More and more companies and government agencies are aware of the value that analytics can bring them. With the availability of Excel doing your own bit of analytics is easy. I agree, Excel is helpful, but like any other tool in inexperienced hands, things can go wrong easily, especially when averages come to play. It is also an area where I come across the flaw of averages a lot. To give you an example, picture a cross dock operation. Trucks will arrive at a certain moment in time. The trucks will be unloaded; the material in the truck will be processed (like sorting or repacking) and loaded on trucks again leaving towards the next destination. The question that the cross dock manager has is how many floor workers he needs to process all the goods passing thru in such a way that all trucks can leave on time again. He start’s up Excel and puts in the scheduled arrival and departure times of the trucks. That was the easy part, although he knows that the trucks from the north arrive on average 10 minutes late. Next question to answer is how much time is required to offload or load a truck. Actually there are two questions; first the volume on the truck is required, next to it the number of items a floor worker can take out, sort and put into the next truck per hour. The cross dock manager does some fact finding and comes up with an average volume per truck and an average productivity for the floor workers. Using the averages he calculates the amount of floor workers required, easy.

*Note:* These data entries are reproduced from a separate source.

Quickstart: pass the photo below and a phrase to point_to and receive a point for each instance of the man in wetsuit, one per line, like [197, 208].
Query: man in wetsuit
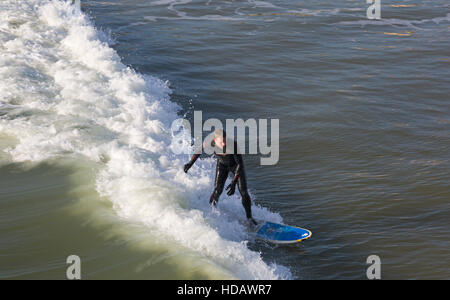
[227, 163]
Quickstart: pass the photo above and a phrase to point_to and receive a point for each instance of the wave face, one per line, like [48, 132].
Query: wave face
[64, 92]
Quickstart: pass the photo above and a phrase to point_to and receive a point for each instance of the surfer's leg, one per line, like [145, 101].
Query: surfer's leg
[246, 201]
[221, 177]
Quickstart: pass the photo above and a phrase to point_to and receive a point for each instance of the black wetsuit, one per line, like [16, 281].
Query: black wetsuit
[225, 164]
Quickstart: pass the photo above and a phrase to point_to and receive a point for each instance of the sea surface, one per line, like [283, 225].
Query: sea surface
[88, 165]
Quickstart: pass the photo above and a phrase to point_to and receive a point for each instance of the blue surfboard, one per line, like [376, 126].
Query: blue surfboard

After a few weeks the cross dock manager is not that satisfied. His customers complain that the trucks are leaving to late half the time, suggesting that that there are not enough floor workers. The manager has no clue on what is wrong. When he goes out to verify the numbers he used to calculate the number of floor workers, he finds the same averages on volume and productivity. Surely he has become a victim of the flaw of averages. To see why, for simplicity assume that all the trucks arrive at the same time and leave at the same time. Also assume a sort window (the time between trucks arriving and departing) of 1 hour. Also assume that the volume in the trucks is fixed at 100 items. What is left is the productivity of the workers. Assume that a worker can on average unload, sort and load 10 items per hour. Then, on average, 50 workers are required to process the freight of 5 trucks.
As you can see, the required number of floor workers runs from 40 up to 75. The average number required workers is still 50, but the variation in productivity results in shortages nearly half the time, resulting in unsatisfied customers (and the manager’s headache). To help him a little assuring that in 95% of time he has enough floor workers, he should hire 60 workers. I left out the actual arrival times of the trucks and the actual number of items on the trucks, these will complicate the analysis, but with the use of Monte Carlo analysis these dynamics can be modelled with ease. So instead of using just an average, use all the information you have. This will lead to better plans, and fewer headaches.
Nothing wrong with being an average floor worker, but plans based on average assumptions are wrong on average!